Wednesday, February 23, 2011

What's Boeing to do?

Boeing's best selling product is the plain vanilla 737 single aisle jet liner. It's a good plane, it's been in production for a long time, it has orders that will take years to fill.
But, arch rival Airbus has announced a "New Engine Option" (NEO) for it's bread and butter airliner, the A320, direct competitor with Boeing's 737. Airbus will put Pratt & Whitney's new geared turbofan engine on the A320. Airbus publicity claims a 5% fuel savings. It is already beginning to gather orders, dispite the fact that it won't be delivered for years.

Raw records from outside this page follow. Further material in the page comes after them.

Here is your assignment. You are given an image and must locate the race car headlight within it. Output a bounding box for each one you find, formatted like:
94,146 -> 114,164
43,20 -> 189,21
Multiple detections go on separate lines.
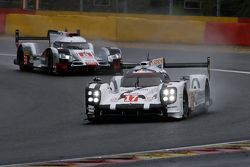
86,89 -> 101,105
108,54 -> 122,63
88,97 -> 94,103
60,54 -> 70,60
161,87 -> 177,104
93,90 -> 100,97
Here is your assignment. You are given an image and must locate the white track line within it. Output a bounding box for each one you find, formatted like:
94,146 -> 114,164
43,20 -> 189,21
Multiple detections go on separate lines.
211,69 -> 250,75
0,53 -> 250,75
0,140 -> 249,167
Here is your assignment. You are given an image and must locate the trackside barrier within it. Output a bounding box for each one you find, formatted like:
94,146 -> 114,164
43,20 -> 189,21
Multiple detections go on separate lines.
204,23 -> 250,46
0,8 -> 35,14
117,18 -> 205,44
0,8 -> 35,34
3,12 -> 250,46
36,10 -> 238,23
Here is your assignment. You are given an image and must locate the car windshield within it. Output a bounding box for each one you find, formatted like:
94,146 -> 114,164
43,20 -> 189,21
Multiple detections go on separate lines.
121,76 -> 162,87
54,42 -> 89,50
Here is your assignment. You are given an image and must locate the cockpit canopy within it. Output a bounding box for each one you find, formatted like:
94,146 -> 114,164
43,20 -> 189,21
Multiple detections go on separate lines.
53,41 -> 90,50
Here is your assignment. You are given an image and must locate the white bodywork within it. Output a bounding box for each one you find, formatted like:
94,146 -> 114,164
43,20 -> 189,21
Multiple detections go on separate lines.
86,58 -> 209,118
14,30 -> 121,72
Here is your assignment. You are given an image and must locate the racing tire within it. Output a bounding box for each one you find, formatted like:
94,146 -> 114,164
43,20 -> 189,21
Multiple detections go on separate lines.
182,90 -> 190,119
47,50 -> 54,74
17,47 -> 33,72
203,80 -> 210,112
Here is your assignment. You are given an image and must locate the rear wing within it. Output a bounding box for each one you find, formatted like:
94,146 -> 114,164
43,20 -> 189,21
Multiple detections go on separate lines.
122,57 -> 211,79
15,30 -> 80,47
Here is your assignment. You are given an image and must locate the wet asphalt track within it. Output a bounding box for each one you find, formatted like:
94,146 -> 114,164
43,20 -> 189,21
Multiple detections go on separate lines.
0,38 -> 250,166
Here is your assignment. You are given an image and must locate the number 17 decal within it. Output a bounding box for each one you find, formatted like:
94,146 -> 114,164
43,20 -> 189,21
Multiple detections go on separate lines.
124,95 -> 139,102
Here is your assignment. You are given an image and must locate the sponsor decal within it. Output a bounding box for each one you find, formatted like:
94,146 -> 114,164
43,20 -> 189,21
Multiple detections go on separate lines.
111,97 -> 118,102
124,95 -> 139,102
78,52 -> 93,58
151,57 -> 164,68
191,78 -> 201,89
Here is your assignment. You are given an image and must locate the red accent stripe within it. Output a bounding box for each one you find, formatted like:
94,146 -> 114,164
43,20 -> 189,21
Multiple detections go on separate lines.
0,13 -> 6,34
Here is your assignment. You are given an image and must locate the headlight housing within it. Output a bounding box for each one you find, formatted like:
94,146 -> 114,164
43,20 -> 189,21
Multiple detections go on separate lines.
161,87 -> 177,104
108,54 -> 122,63
86,89 -> 101,105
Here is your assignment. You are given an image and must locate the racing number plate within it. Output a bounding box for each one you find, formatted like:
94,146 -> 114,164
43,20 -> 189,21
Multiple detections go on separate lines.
124,95 -> 139,102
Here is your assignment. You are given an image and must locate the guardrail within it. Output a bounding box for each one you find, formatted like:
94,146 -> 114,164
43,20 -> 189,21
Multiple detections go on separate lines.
0,11 -> 250,46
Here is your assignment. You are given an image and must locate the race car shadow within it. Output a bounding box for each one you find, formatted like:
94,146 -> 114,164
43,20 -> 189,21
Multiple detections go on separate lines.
84,116 -> 178,125
15,69 -> 122,77
83,111 -> 214,125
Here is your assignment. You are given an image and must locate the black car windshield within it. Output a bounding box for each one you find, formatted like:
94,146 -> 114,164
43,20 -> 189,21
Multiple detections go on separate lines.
121,75 -> 162,87
54,42 -> 89,50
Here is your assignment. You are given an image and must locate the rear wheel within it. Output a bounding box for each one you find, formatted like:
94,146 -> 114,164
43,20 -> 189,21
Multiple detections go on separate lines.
203,81 -> 210,112
182,91 -> 190,119
47,50 -> 54,74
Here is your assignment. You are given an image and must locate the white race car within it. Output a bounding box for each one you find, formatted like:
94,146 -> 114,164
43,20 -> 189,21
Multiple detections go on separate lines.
14,30 -> 122,74
85,58 -> 211,121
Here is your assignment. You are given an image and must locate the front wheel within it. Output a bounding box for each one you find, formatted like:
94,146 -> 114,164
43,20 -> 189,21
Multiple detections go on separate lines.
17,48 -> 33,71
87,111 -> 101,123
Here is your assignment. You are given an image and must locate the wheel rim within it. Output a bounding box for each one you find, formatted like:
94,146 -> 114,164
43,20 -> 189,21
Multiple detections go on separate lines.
183,93 -> 189,118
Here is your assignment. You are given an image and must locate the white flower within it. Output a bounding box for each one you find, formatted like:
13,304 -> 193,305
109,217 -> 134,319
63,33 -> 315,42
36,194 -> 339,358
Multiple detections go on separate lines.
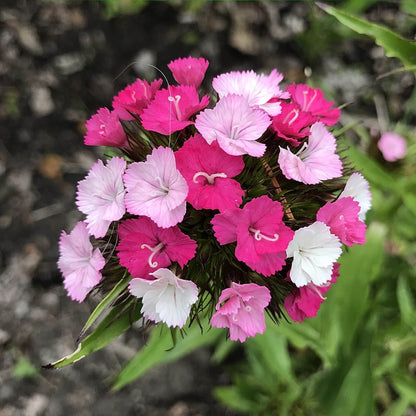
286,221 -> 342,287
339,172 -> 371,221
129,269 -> 198,328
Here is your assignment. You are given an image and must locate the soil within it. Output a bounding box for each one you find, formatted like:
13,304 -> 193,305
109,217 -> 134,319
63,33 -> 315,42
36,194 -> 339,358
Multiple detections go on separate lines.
0,0 -> 414,416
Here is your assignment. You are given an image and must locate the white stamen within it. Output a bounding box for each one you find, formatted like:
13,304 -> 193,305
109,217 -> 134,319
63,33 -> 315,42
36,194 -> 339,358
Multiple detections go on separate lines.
140,242 -> 165,269
248,227 -> 279,242
192,172 -> 227,185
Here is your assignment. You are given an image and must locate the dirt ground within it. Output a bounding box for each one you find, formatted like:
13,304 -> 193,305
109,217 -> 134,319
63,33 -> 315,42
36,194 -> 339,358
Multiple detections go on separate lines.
0,0 -> 413,416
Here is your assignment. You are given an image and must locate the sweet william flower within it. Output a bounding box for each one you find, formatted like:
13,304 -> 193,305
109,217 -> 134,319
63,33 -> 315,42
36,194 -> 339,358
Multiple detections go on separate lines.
141,85 -> 209,135
286,221 -> 342,287
123,146 -> 188,228
377,131 -> 407,162
212,69 -> 289,116
168,56 -> 209,88
76,157 -> 126,238
84,107 -> 128,147
129,268 -> 198,328
58,222 -> 105,302
278,122 -> 342,185
117,217 -> 197,279
175,134 -> 244,211
211,282 -> 271,342
195,95 -> 271,157
316,197 -> 366,246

Question for Boeing. Should Boeing start design on a 737 replacement? Downside is enormous costs, embarrassing delays, an engineering department still tied up in knots with the long delayed 787 program. Plus the Boeing engineers can't come up with a plane that would be much better than the existing 737. Plus, as soon as a 737 replacement is announced, customers will delay orders, waiting for the new model to become available.
Driving Boeing toward a new design is the fear that the new Airbus plane will be decisively superior to the long-in-the-tooth 737 and capture the market. The 737 is the market, or at least the largest part of the market. Boeing sells ten 737's for every other model they sell.
As of now, Boeing hasn't said what they plan to do.